Freio no rendimento da poupança é medida pífia, que atende aos bancos; pequeno poupador continua discriminado

Editorial da Folha de S.Paulo, dia 08 de março de 2007
A faceta conservadora do governo Luiz Inácio Lula da Silva vai se acentuando. A inaptidão para grandes projetos -não raro associada à indolência - e a opção pelos ajustes acomodatícios ao "statu quo" se revelaram mais uma vez na medida destinada a reduzir a rentabilidade da caderneta de poupança, anunciada anteontem.
A aplicação tradicional e popular ganha atratividade com a queda dos juros na economia.
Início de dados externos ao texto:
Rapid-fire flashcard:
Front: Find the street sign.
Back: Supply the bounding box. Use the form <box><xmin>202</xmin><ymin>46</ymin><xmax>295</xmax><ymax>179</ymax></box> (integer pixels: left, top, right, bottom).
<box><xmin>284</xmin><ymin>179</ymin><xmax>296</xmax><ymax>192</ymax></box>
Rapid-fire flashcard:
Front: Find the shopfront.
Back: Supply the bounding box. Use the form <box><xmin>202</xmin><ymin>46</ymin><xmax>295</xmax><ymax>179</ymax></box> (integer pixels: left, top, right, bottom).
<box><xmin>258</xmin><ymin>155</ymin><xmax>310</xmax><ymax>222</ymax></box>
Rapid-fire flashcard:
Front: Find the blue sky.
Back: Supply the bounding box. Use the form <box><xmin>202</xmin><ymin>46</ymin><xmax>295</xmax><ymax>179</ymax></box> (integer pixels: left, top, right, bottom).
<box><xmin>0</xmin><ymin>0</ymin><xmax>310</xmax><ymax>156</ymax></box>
A caderneta -ao contrário do ocorrido com os investimentos em renda fixa e, em especial, os fundos DI, indexados à taxa Selic - não perdeu rentabilidade. Com remuneração de 6% ao ano mais a variação da TR (apurada a partir do rendimento dos CDBs), isenção de Imposto de Renda e garantia do governo, a poupança já é vantajosa em relação a alguns fundos do mercado.
Aos bancos não interessa manter atrativa a poupança - fator que ajudou o saldo das aplicações, hoje em R$ 190 bilhões, a aumentar R$ 6,5 bilhões apenas em 2006. De cada R$ 100 em depósitos nas cadernetas, as instituições são obrigadas a destinar R$ 65 para o crédito imobiliário, nas regras do Sistema Financeiro da Habitação. Trata-se de uma restrição que impede os bancos de aumentarem ainda mais seus lucros multibilionários.
Além disso, instituições financeiras estavam sendo pressionadas -algo decerto incômodo para seus interesses - a baixar as escorchantes taxas de administração que cobram em seus fundos de investimento. Pequenos aplicadores amargam tarifas de até 5% para que os bancos, com os recursos do poupador, administrem títulos pós-fixados do Tesouro, papéis cujo custo de gestão bancária é irrisório.
O interesse dos bancos, no entanto, não se confunde com o interesse público, que deveria nortear as ações do governo em relação à poupança. A caderneta, nas regras atuais, é de fato um anacronismo herdado de uma época em que prevaleciam a inflação alta e um mercado financeiro simplório e fechado. Não é exagero dizer que foi ludibriado o cidadão que manteve seus recursos aplicados na caderneta desde o advento do Plano Real.
Por conta de um modelo anacrônico, desenhado para garantir recursos à habitação -mas que não conseguiu tirar do rés-do-chão o crédito imobiliário no país-, foi mantido um sistema que pune os pequenos poupadores. Enquanto isso, a título de juros o setor público transfere 7% do PIB por ano aos credores de sua dívida, estes mais bem informados e aquinhoados.
O contexto de juros cadentes seria propício para emancipar do atraso o sistema de poupança popular no Brasil - e, com ele, o modelo de crédito à habitação. Pequenos investidores e trabalhadores, que também vêem seus recursos no FGTS minguarem ao longo dos anos, merecem partilhar os ganhos e também os riscos dessa revolução financeira por que passa o país.
Mas o governo preferiu uma mudança pontual na TR, reduzindo seu peso na correção da caderneta. Os bancos agradecem.